# Theory Questions

1. **What is Simple Linear Regression?**
   - Simple Linear Regression is a statistical method used to model the relationship between a dependent variable (Y) and an independent variable (X) using a straight-line equation: **Y = mX + c**.

2. **What are the key assumptions of Simple Linear Regression?**
   1. Linearity: The relationship between X and Y is linear.
   2. Independence: Observations are independent of each other.
   3. Homoscedasticity: Constant variance of residuals.
   4. Normality: Residuals follow a normal distribution.
   5. No or minimal multicollinearity.

3. **What does the coefficient m represent in the equation Y = mX + c?**
   - The coefficient **m** (slope) represents the rate of change in Y for a one-unit change in X. It quantifies the strength and direction of the relationship.

4. **What does the intercept c represent in the equation Y = mX + c?**
   - The intercept **c** is the value of Y when X is zero.
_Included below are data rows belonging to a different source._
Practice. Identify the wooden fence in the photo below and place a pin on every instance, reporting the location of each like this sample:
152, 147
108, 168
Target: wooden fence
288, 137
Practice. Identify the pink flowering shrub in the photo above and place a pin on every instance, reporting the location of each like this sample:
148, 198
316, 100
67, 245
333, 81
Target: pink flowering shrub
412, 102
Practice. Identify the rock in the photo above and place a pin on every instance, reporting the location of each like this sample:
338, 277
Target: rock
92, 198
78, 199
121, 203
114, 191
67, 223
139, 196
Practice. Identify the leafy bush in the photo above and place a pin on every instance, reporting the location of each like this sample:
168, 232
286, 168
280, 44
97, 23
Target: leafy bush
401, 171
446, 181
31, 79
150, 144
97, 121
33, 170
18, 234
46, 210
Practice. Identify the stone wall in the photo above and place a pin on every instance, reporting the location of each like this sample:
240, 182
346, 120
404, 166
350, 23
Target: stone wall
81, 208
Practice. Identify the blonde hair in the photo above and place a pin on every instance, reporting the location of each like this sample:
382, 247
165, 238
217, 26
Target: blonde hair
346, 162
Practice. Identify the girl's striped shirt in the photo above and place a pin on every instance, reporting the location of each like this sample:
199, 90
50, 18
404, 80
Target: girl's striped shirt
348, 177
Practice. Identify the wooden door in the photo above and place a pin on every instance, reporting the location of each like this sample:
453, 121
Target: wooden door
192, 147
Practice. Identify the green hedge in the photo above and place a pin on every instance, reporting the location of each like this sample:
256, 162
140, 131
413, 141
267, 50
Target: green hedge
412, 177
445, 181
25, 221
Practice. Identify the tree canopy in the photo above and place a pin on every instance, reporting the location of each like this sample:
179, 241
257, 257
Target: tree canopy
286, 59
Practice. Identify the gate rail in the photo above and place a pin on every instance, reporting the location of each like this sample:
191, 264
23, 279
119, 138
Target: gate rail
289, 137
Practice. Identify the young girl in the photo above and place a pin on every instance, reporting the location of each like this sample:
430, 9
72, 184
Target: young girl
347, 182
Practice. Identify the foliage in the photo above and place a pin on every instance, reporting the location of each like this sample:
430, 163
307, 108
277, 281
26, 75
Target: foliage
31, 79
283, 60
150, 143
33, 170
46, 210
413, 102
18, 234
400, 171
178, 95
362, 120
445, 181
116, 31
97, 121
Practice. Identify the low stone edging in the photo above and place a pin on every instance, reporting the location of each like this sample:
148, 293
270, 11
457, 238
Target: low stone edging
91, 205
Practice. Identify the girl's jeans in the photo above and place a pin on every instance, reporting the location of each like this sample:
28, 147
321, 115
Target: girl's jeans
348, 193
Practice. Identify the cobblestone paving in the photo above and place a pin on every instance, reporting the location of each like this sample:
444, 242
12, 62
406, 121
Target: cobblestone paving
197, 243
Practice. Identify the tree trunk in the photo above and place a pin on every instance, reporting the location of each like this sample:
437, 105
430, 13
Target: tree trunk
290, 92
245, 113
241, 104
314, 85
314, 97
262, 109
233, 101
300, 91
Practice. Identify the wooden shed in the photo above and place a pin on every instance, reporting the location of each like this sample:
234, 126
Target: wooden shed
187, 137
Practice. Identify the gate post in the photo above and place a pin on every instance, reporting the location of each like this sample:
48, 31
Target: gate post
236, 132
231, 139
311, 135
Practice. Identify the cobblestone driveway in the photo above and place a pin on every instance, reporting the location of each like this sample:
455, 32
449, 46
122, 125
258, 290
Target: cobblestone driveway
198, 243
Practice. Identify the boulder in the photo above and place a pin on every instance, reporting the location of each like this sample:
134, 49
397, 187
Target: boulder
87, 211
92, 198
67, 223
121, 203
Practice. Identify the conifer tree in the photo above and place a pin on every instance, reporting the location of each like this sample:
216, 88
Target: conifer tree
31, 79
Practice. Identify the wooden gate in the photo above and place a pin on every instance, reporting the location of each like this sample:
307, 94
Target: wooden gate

It represents the starting point of the regression line.

5. **How do we calculate the slope m in Simple Linear Regression?**
   - The slope **m** is calculated using the formula: ![m = (Σ(X - X̄)(Y - Ȳ)) / (Σ(X - X̄)²)] where X̄ and Ȳ are the mean values of X and Y.

6. **What is the purpose of the least squares method in Simple Linear Regression?**
   - The least squares method minimizes the sum of squared residuals (differences between actual and predicted values) to find the best-fitting regression line.

7. **How is the coefficient of determination (R²) interpreted in Simple Linear Regression?**
   - R² measures the proportion of variance in the dependent variable explained by the independent variable. An R² value close to 1 indicates a strong relationship.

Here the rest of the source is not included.